De eerste resultaten van het grootste onderzoek ooit naar het menselijk microbioom werpt licht op mogelijke relaties tussen het microbioom en ons voedingspatroon, antibioticaresistentie en onze geestelijke gezondheid.

Drie eerste conclusies
In 2012 startten 3 Amerikaanse wetenschappers het American Gut Project. Hun doel was meer te weten te komen over het menselijk microbioom, in dit geval het samenstel van micro-organismen in ons gehele lichaam.

Ze wilden met name te weten komen hoeveel soorten bacteriën er in ons lichaam leven, waar die zich ophouden en hoe ons voedingspatroon en leefstijl er invloed op hebben. En hoe kun je daar beter achter komen dan door zoveel mogelijk mensen aan je onderzoek mee te laten werken? Dus mobiliseerden ze 'burgerwetenschappers', mensen zoals jij en ik die een bijdrage leveren aan de wetenschap door hun eigen gegevens - en tijd - ter analyse aan te bieden. Niet om ziekten op te sporen of leefstijladviezen te verkrijgen, maar als bijdrage aan een dataverzameling waar anderen voor wetenschappelijke doelen uit kunnen putten.

Een diverser microbioom is niet noodzakelijkerwijs gezonder
Citizen science
De citizen scientists die aan het American Gut Project meededen, konden voor $99 een pakket aanschaffen waarmee ze monsters konden nemen van hun mondholte, huid en poep. Het monsterpakket kwam vergezeld met een vragenlijst naar de algemene gezondheid, eventuele ziekten en voedingsgewoonten. In 2017 hadden al 11.336 mensen uit de VS, Groot-Brittannië, Australië en nog 42 andere landen in totaal 15.096 monsters ingestuurd. Alle monsters werden met verschillende technieken geanalyseerd, en alle daaruit resulterende gegevens zijn als open data - zonder individu-identificerende gegevens - beschikbaar voor verder onderzoek.

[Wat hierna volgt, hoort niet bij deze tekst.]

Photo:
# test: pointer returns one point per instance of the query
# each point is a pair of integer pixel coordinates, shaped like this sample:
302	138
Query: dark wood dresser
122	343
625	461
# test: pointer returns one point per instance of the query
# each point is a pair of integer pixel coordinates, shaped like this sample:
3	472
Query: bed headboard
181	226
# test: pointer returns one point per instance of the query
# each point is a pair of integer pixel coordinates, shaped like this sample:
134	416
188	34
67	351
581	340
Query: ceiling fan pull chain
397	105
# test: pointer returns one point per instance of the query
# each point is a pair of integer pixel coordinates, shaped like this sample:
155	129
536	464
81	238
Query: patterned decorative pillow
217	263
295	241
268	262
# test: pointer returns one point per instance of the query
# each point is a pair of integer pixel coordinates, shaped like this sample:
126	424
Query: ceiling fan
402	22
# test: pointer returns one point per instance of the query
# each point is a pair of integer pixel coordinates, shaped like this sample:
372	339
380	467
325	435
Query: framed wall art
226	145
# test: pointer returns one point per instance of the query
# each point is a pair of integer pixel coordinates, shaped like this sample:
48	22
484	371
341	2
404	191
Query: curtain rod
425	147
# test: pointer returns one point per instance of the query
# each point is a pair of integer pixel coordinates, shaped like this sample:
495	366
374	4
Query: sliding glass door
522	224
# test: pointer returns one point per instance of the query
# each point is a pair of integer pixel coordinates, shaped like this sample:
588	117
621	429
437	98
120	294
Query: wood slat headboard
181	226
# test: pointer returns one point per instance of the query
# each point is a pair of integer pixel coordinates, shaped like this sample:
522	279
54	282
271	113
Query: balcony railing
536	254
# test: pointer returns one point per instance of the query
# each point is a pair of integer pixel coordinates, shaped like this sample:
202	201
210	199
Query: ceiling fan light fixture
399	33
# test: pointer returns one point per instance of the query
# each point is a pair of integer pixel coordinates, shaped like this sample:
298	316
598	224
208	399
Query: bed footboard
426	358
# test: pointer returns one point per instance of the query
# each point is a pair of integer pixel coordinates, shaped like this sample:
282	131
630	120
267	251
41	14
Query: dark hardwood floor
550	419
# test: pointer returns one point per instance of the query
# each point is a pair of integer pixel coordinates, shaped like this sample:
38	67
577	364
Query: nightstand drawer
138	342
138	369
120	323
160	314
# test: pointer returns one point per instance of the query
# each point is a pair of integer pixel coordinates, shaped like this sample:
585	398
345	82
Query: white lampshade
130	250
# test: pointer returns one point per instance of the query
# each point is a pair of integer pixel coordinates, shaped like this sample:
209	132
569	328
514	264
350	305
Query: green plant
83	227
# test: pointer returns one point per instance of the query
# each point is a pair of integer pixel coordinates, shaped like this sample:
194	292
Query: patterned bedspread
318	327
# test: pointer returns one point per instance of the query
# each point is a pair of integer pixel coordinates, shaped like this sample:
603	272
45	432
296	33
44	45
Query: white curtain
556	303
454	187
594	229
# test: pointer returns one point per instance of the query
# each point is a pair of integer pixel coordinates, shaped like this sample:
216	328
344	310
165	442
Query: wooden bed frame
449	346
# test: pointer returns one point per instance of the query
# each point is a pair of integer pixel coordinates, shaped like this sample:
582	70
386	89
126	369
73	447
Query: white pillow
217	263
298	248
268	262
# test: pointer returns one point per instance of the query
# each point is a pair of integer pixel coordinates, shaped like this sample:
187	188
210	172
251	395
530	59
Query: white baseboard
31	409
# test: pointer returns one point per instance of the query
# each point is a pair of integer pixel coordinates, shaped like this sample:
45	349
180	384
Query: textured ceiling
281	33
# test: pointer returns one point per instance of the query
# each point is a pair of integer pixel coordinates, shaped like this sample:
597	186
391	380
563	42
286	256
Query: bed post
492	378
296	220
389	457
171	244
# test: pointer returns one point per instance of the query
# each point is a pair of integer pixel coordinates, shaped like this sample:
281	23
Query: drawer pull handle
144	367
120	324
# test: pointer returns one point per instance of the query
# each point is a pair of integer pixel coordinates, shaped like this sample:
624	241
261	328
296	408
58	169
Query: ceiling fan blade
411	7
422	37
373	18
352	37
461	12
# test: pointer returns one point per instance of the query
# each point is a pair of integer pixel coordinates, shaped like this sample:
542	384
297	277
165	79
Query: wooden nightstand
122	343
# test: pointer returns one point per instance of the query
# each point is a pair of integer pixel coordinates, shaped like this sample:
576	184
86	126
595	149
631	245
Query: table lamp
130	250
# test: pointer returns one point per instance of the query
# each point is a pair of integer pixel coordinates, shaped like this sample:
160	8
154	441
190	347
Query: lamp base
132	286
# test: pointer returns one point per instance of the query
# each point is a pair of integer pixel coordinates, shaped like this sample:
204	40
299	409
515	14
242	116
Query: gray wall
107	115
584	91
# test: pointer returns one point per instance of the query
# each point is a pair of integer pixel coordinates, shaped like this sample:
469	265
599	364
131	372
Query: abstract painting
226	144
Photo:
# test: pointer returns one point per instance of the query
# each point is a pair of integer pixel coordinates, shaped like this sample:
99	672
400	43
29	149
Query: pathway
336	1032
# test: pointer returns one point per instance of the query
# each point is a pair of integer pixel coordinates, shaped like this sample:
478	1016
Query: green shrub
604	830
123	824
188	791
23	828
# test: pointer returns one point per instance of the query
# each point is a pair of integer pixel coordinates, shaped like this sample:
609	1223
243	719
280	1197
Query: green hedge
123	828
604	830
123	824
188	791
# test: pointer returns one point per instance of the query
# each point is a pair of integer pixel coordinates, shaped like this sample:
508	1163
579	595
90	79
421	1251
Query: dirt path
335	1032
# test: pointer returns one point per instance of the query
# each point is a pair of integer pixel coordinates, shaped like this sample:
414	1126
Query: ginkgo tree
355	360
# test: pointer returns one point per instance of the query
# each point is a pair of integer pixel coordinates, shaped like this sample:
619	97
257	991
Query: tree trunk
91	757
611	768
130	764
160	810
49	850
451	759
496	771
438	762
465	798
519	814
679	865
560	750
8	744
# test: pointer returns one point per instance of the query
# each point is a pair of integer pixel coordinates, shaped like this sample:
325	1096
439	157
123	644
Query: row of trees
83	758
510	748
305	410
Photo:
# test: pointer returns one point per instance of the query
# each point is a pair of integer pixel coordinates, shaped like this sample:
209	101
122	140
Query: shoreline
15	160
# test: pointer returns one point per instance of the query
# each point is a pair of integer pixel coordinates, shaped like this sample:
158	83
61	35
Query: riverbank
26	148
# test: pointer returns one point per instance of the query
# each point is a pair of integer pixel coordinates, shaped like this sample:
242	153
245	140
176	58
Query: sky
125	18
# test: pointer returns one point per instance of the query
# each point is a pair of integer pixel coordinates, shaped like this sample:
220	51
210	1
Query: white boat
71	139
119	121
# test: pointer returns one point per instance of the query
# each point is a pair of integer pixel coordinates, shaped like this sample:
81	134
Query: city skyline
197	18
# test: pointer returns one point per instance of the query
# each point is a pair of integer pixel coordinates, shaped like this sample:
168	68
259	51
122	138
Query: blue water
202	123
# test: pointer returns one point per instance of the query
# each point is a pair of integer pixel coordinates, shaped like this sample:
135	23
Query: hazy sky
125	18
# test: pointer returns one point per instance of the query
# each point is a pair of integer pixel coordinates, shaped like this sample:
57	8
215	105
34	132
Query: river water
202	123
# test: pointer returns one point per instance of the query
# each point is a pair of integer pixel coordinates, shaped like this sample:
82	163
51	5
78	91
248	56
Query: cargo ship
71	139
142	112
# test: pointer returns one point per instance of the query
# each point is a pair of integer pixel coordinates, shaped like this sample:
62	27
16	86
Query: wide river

In het open acces-tijdschrift mSystems lichten de onderzoekers alvast een eerste tipje van de sluier op. Ze signaleren 3 opvallende patronen. Zo lijkt het er op dat hoe meer verschillende planten we eten, des te gevarieerder de samenstelling van ons microbioom is. Bij mensen die meer dan 30 verschillende soorten planten per week aten, was het microbioom diverser dan bij mensen die het bij 10 of minder soorten hielden. Overigens, merken de onderzoekers meteen op, een diverser microbioom is niet noodzakelijkerwijs gezonder. Een tweede constatering was dat de deelnemers die zoveel verschillende planten per week aten, minder last hadden van antibiotica-resistentie. Dat leidt de wetenschappers tot de speculatie dat mensen die weinig planten eten, wellicht meer vlees eten - van dieren die mogelijk met antibiotica behandeld zijn - of bewerkte producten. Officieel is het in de EU verboden dieren waarvan het vlees nog antibiotica bevat commercieel in omloop te brengen. In de VS wordt nog veelvuldig van antibiotica als groeibevorderaars gebruik gemaakt.

Er lijkt een verband te bestaan tussen de samenstelling van het darmbioom en de geestelijke gezondheid
De derde interessante voorlopige conclusie was dat het er op lijkt dat er een verband zou kunnen zijn tussen de samenstelling van het darmbioom en de geestelijke gezondheid. Dat leiden de onderzoekers af uit de constatering dat mensen met geestelijke problemen (PTSS, schizofrenie, depressie, bipolariteit) een vergelijkbare darmbioomsamenstelling hebben, die anders is dan het darmbioom van hun gezonde controlegroepen (dezelfde leeftijd, land, geslacht en BMI).

'GPS van het microbioom'
De onderzoekers zijn tevreden met hun eerste publicatie. "We vonden een veel grotere diversiteit aan micro-organismen dan eerdere, kleinere onderzoeken", zegt onderzoeker Rob Knight. "De analyse in dit artikel vertegenwoordigt één momentopname, maar uiteindelijk willen we van het maken van een kaart van het microbioom uitkomen bij een GPS van het microbioom, dat je niet alleen vertelt waar je je op die kaart bevindt, maar ook waar je heen wilt gaan en wat je moet doen om daar te komen in termen van voeding, leefstijl of medicijnen".